Welcome to use d2SBin

d2SBin is easy-to-use contig-binning improving tool, which adjusted the contigs among bins based on the output of any existing binning tools. The tool is taxonomy-free only on the k-tuples for single metagenomic sample.

d2SBin is based on the mechanism that relative sequence compositions are similar across different regions of the same genome, but differ between genomes. Current tools generally used the normalized frequency of k-tuple directly, which actually is the absolute instead of relative sequence composition. Therefore, we attempted to model the relative sequence composition and to measure the dissimilarity between contigs with d2S. We applied d2SBin to adjust the outputs of five widely-used contig-binning tools on six datasets. The experiments showed that d2SBin can improve the contig binning performance significantly.

The d2SBin pipeline was developed with Python and run on the Unix and Linux platform, and the detail description of running is provided here.

Version Release Notes

Version 1.0
1.This is the first version of d2SBin pipeline. (Source code Download )
2.An demo of d2SBin running is given here.

Development Team

The whole source code was developed by Ying Wang's group, Automation Department, Xiamen University, P.R.China.

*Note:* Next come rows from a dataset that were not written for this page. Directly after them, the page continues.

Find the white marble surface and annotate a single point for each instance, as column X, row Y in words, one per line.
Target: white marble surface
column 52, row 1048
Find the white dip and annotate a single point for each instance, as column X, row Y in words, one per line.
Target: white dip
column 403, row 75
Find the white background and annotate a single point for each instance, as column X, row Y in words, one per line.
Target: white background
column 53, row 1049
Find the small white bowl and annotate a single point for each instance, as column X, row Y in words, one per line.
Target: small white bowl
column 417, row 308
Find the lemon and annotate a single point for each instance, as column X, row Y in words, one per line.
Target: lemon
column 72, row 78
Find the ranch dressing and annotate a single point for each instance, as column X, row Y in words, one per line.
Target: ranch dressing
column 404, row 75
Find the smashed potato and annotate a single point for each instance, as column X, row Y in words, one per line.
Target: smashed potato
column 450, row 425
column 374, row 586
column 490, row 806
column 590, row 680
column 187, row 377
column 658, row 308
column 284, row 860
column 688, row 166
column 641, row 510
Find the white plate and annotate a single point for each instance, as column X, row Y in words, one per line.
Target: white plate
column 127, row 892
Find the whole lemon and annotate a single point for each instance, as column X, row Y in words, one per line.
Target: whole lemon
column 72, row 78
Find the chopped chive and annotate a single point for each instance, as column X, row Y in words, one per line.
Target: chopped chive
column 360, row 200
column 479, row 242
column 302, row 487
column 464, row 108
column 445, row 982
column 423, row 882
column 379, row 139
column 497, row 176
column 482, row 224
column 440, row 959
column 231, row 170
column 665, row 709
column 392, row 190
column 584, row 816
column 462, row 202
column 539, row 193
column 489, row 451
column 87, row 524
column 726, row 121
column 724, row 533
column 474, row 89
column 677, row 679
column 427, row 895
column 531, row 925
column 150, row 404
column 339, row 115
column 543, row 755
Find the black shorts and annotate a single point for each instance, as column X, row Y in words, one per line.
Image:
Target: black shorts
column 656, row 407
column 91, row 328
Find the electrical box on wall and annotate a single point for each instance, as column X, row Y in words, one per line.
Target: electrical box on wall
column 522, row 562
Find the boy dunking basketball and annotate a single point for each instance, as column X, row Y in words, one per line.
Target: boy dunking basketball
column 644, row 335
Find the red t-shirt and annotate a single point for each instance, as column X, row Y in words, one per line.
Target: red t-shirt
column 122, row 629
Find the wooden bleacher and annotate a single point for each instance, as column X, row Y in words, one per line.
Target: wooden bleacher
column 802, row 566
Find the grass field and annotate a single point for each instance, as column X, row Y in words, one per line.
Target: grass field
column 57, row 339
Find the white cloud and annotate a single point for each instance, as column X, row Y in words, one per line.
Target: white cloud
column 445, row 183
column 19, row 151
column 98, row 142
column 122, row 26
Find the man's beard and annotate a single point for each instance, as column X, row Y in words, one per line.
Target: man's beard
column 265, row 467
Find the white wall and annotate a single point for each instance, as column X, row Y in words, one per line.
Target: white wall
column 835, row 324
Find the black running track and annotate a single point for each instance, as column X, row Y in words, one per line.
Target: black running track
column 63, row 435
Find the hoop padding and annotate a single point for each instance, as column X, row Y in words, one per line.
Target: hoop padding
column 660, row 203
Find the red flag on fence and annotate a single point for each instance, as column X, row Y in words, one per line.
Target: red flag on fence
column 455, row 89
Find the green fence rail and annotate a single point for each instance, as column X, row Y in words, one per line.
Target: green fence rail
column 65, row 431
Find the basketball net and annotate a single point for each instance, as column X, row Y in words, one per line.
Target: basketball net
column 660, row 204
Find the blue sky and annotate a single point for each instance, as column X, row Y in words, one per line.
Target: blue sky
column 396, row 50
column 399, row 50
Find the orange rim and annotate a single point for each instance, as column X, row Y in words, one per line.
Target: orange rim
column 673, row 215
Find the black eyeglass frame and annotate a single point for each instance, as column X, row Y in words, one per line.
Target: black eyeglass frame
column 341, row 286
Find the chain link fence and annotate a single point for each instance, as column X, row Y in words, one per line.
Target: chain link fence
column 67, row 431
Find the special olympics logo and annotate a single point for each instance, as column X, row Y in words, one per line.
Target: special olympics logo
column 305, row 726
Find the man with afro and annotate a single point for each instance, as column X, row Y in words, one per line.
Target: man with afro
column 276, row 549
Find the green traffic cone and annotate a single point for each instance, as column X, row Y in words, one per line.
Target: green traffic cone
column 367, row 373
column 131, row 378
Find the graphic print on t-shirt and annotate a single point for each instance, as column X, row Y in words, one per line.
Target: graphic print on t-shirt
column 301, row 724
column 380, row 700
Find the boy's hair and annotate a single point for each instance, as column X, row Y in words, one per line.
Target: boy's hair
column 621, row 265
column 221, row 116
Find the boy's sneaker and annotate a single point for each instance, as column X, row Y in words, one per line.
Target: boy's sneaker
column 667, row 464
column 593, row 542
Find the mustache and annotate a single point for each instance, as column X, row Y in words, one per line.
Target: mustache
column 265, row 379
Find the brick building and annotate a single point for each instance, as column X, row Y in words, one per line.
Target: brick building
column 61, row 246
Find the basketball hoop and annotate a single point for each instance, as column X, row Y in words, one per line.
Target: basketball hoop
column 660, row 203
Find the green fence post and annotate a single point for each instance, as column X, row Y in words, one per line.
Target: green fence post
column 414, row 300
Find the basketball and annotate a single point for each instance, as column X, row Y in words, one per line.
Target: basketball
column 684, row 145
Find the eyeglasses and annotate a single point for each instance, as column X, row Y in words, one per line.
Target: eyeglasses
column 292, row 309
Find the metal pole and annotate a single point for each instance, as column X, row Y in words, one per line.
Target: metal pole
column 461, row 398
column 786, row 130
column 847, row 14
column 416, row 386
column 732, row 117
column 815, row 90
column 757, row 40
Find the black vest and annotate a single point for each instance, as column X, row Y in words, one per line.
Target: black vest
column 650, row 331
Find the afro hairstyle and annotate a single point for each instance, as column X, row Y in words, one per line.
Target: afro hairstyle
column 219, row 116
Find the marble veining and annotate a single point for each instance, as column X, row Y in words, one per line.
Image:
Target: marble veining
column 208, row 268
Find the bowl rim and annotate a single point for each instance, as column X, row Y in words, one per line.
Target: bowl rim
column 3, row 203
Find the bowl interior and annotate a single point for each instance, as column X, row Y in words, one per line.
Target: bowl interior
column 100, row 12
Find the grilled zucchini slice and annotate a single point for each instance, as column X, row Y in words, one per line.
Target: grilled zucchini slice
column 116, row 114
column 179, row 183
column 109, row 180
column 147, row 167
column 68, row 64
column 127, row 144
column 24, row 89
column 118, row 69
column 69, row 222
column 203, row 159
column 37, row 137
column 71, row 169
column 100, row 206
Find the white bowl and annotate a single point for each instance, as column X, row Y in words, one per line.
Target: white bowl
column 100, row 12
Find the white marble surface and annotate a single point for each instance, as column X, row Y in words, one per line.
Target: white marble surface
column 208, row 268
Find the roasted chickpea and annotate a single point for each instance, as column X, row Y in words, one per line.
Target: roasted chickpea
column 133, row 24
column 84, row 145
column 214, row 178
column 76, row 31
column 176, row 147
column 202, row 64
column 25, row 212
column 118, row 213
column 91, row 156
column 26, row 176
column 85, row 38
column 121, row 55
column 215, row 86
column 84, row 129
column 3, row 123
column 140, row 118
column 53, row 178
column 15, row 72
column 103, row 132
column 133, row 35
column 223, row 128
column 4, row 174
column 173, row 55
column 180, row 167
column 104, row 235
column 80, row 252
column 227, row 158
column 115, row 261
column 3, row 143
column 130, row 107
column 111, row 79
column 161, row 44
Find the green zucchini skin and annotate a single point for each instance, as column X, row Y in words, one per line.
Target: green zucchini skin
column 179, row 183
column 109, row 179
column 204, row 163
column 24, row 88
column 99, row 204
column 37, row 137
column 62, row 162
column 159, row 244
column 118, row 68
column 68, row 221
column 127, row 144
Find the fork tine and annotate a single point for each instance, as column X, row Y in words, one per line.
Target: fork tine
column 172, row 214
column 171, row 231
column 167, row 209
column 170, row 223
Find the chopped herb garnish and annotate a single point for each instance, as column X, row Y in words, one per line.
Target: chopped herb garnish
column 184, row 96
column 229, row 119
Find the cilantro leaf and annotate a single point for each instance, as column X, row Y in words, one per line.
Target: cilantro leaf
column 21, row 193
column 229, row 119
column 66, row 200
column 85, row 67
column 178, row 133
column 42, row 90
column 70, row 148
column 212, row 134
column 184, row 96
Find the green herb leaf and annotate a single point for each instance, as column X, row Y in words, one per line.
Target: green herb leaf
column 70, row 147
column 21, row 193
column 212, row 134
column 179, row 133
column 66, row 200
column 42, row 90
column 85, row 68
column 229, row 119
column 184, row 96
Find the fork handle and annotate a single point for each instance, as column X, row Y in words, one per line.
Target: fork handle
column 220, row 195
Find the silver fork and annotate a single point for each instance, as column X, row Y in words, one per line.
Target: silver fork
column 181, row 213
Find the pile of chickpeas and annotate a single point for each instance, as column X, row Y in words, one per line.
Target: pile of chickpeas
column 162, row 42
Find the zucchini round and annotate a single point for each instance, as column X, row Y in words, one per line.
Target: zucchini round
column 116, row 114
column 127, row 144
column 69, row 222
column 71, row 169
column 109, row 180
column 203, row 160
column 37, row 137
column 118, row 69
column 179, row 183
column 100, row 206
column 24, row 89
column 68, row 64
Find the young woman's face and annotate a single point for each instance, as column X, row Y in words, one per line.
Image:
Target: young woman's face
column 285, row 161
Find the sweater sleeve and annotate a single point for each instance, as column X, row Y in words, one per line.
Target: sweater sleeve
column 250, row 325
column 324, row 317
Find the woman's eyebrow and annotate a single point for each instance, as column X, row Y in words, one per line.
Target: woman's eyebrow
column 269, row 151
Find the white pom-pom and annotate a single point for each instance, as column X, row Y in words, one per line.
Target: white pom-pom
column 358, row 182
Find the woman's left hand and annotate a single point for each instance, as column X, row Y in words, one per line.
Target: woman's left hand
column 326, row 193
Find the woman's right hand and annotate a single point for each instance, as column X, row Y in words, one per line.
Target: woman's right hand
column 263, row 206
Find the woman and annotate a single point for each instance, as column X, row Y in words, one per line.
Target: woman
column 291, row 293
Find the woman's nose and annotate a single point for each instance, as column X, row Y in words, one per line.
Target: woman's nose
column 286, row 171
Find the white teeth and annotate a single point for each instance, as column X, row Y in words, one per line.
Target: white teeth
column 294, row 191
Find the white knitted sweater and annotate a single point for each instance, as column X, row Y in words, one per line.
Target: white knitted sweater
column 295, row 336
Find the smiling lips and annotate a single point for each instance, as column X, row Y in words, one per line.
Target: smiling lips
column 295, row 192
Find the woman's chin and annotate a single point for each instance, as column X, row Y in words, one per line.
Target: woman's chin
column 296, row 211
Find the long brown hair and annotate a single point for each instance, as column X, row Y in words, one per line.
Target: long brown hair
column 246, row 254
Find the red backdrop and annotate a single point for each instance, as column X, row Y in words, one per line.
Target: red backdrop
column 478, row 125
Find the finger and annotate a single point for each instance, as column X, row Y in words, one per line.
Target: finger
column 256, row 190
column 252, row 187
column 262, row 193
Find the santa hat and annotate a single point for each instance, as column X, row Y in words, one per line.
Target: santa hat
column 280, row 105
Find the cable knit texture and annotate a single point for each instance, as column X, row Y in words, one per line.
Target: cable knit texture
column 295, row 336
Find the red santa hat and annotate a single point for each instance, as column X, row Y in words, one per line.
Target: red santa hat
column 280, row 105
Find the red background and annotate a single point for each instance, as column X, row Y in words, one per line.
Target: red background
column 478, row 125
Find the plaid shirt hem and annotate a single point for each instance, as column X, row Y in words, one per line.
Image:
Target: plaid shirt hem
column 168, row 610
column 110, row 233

All the suggestions and questions are welcome to wangying AT xmu.edu.cn.

Package installation and configuration

Pre-install running environment
1.Unix or Linux operating system.
2.Python 2.7 or above.
Detailed steps
1.Download the source code to your directory, e.g: ’/home/user/d2SBin’.
2.Enter your specified directory: $ cd /home/user/d2SBin
3.Extract the tar file: $ unrar x d2SBin_SourceCode.rar
4.Enter the directory: $ cd /home/user/d2SBin/d2SBin_SourceCode
5.If your operating system has multiple Python version, please be sure your Python version at least 2.7 or above.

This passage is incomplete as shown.